Nodes can choose whether to initiate a challenge. If the challenge fails (there is no fraud on the DABackend node), then the challenger will waste his transaction fees and pledge fees (a pledge fee is required when initiating a challenge); if the challenge succeeds (there is indeed fraud on the DABackend node), then the challenger will be rewarded. This mechanism effectively reduces the cost of proving document availability and effectively curbs fraud.

When the challenge is initiated, the DABackend node needs to respond within the validity period respondTime. If it does not respond within the validity period, it will be deemed that the DABackend node has failed, indicating that the DABackend node has committed fraud. If the DABackend node wants to respond normally, it needs to divide the selected files to be verified into ten equal parts in order, aggregate the commitment values of each file, and obtain 10 aggregated commitment values _cns, and call the responseChal method to submit _cns to the on-chain contract, and aggregation verification is performed in the contract.
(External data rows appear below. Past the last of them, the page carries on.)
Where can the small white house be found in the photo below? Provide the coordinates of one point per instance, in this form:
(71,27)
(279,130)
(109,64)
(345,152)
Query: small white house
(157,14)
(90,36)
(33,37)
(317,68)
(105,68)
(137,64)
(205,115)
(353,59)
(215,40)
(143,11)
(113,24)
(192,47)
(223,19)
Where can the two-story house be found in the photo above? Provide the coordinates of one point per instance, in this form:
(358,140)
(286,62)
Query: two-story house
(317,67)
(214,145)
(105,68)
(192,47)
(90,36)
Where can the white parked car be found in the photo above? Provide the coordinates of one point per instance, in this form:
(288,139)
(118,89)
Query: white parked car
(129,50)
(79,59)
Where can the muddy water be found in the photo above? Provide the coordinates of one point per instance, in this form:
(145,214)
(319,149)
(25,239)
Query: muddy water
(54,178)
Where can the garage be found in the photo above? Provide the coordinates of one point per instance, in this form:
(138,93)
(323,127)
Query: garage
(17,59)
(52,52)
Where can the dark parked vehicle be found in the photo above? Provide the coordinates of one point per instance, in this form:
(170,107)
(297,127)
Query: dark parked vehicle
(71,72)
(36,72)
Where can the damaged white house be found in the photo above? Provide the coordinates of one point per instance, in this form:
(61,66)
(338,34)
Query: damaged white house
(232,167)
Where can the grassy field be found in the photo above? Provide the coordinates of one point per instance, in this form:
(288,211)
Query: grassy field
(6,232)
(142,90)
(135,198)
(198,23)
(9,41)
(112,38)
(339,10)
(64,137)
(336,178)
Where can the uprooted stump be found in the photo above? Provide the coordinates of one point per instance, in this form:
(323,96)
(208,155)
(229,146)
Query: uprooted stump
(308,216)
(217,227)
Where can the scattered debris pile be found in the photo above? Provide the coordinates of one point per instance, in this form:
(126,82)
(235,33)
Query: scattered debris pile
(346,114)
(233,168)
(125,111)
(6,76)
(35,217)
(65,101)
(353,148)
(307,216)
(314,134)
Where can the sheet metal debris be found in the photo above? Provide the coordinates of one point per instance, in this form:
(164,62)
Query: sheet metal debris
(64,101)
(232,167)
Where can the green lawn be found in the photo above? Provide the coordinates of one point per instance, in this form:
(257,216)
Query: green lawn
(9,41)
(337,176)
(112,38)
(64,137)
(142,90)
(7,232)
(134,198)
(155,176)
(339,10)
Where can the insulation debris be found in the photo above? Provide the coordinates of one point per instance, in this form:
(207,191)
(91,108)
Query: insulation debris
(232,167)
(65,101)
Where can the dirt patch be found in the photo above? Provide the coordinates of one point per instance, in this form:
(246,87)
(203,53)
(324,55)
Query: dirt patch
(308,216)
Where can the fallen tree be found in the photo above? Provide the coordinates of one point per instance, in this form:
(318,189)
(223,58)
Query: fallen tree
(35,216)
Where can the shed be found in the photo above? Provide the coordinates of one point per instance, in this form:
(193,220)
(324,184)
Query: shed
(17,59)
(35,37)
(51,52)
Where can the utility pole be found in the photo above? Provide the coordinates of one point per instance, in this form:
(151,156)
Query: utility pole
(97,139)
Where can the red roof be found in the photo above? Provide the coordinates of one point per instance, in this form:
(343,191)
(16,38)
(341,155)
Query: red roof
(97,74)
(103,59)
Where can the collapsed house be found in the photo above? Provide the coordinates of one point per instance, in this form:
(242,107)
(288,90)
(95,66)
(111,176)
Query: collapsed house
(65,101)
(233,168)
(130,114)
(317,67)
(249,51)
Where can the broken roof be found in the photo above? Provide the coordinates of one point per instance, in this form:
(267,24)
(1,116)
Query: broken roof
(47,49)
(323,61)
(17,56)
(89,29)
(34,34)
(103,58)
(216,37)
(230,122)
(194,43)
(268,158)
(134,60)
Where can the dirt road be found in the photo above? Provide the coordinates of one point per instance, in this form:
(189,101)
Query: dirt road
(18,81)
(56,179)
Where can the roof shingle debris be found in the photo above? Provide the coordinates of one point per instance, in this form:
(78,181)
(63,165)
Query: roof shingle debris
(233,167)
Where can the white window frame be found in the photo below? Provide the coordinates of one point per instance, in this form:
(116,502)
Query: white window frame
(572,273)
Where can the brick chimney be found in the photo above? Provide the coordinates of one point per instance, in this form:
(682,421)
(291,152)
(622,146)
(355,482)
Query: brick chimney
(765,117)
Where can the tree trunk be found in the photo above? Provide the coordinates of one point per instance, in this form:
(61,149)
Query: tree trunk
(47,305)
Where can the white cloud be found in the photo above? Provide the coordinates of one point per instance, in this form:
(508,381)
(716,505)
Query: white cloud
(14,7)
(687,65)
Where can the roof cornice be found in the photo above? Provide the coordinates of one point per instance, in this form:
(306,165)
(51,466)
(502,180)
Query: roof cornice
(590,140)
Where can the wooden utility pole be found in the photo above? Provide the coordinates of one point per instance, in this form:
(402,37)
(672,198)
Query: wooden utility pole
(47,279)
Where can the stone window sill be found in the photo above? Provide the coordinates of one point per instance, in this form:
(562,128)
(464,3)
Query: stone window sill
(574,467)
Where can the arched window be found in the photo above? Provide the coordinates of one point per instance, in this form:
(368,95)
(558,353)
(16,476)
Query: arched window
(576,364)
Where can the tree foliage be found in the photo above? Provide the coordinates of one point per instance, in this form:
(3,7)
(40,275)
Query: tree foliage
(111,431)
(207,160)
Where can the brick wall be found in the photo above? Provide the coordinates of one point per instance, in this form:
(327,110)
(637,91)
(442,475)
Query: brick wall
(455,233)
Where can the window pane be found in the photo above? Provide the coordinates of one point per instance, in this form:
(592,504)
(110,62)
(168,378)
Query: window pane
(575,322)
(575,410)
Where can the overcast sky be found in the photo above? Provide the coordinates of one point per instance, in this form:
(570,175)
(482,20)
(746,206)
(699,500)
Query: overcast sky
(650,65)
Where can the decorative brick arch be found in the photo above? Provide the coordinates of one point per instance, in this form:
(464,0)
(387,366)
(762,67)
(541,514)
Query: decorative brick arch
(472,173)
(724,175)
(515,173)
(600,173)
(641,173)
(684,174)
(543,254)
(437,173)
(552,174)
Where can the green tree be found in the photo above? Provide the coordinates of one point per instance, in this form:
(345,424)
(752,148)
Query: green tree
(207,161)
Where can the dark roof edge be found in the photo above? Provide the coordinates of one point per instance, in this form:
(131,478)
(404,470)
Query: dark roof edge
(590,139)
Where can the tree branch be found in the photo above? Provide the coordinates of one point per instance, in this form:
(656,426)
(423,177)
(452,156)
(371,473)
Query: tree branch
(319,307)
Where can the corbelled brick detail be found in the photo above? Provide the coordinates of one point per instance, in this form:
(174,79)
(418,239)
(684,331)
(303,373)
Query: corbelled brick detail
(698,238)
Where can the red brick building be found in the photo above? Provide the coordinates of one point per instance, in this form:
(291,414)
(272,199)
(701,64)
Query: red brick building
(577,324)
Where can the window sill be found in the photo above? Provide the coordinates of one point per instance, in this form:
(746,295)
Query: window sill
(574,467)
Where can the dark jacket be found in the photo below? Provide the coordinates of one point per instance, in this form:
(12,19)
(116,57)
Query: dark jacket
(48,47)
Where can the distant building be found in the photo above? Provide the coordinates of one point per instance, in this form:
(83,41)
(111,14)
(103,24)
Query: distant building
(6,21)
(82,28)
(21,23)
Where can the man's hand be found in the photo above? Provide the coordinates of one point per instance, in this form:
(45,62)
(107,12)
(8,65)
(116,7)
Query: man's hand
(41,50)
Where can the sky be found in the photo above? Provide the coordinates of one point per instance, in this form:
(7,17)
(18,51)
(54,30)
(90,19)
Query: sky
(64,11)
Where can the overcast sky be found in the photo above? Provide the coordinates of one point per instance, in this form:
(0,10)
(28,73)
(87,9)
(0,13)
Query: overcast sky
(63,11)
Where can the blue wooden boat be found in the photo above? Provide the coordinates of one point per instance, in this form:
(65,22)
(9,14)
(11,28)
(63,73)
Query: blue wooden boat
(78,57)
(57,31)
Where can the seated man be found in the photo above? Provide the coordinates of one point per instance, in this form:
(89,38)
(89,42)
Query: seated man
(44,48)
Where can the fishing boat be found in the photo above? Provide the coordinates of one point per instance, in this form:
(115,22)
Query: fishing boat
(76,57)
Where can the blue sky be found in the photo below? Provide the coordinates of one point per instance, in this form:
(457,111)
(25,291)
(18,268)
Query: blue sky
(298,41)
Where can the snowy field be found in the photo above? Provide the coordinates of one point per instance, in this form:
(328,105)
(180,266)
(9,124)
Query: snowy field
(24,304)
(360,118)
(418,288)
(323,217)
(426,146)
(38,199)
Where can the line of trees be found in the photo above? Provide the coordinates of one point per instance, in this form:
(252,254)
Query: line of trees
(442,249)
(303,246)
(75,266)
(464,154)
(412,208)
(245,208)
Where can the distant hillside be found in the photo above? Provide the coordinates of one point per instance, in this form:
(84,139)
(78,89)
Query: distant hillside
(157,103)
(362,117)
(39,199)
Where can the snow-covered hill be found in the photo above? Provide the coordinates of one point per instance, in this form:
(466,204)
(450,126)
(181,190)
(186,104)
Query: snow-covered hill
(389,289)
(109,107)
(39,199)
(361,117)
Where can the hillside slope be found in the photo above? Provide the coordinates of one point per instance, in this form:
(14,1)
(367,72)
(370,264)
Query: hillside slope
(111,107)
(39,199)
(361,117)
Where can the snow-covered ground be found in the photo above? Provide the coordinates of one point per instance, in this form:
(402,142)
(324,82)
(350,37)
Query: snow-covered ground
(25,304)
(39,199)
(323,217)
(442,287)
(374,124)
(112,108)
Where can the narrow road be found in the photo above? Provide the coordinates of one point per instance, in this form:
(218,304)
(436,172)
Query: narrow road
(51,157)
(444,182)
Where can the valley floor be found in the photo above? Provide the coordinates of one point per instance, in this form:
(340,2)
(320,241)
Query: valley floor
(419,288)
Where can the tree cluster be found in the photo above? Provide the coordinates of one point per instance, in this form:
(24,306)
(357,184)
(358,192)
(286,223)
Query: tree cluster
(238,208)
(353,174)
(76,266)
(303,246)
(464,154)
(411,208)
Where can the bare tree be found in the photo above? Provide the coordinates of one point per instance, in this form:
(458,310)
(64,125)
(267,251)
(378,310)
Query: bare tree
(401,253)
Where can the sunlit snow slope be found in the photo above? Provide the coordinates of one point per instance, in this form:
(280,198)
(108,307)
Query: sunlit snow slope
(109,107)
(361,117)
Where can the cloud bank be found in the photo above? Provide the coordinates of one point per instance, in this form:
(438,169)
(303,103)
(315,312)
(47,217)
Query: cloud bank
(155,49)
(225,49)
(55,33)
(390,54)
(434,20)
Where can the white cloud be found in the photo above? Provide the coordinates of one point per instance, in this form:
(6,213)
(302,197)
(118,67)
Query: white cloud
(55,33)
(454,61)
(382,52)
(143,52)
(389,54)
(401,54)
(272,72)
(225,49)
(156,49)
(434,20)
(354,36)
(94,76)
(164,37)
The contract aggregates _cns again to verify whether it is consistent with the cn submitted in the first phase. If they are consistent, it means that no fraud on the DABackend node in this round of interaction; if they are inconsistent, it can directly prove that there is fraud on the DABackend node.

If no fraud on the DABackend node in the first round of interaction, the challenger can choose to initiate the second round of interaction within respondTime, specifically: the challenger calls the continueChal method, and selects a problematic aggregate commitment value _cn in the previous round of _cns , that is, compress the problematic file range 10 times (use chalIndex to indicate the number of decimal files), and continue to challenge the DABackend node for this part of the file. After the DABackend node receives the signal of continueChal, it still needs to respond within respondTime and continue to divide the file represented by chalIndex into ten equal parts in order. The subsequent logic is the same as above.

Once a challenge is initiated, either the DABackend node or the challenger will be deemed a loser if they do not respond within the validity period respondTime.

3.3 One step proof

Until the last round of interaction, the range of challenged files is compressed to only a few. At this time, there is no need to aggregate files, and only a single commitment value of these files needs to be submitted. This process is called a one-step proof. The DABackend node only needs to call the oneStepProve method to submit the commitment value of a single file to the contract. The contract first verifies whether the aggregated commitment value of these files is consistent with the previous round's commitment value, and then adds the commitment values of these files one by one. Compare it with the commitment value of the file recorded on the chain. If the comparison is successful, it can be finally shown that the DABackend node does not commit fraud, and the challenger will pay the price for his malicious challenge; if the comparison is unsuccessful, it means that the DABackend node does commit fraud, and the challengers will be rewarded.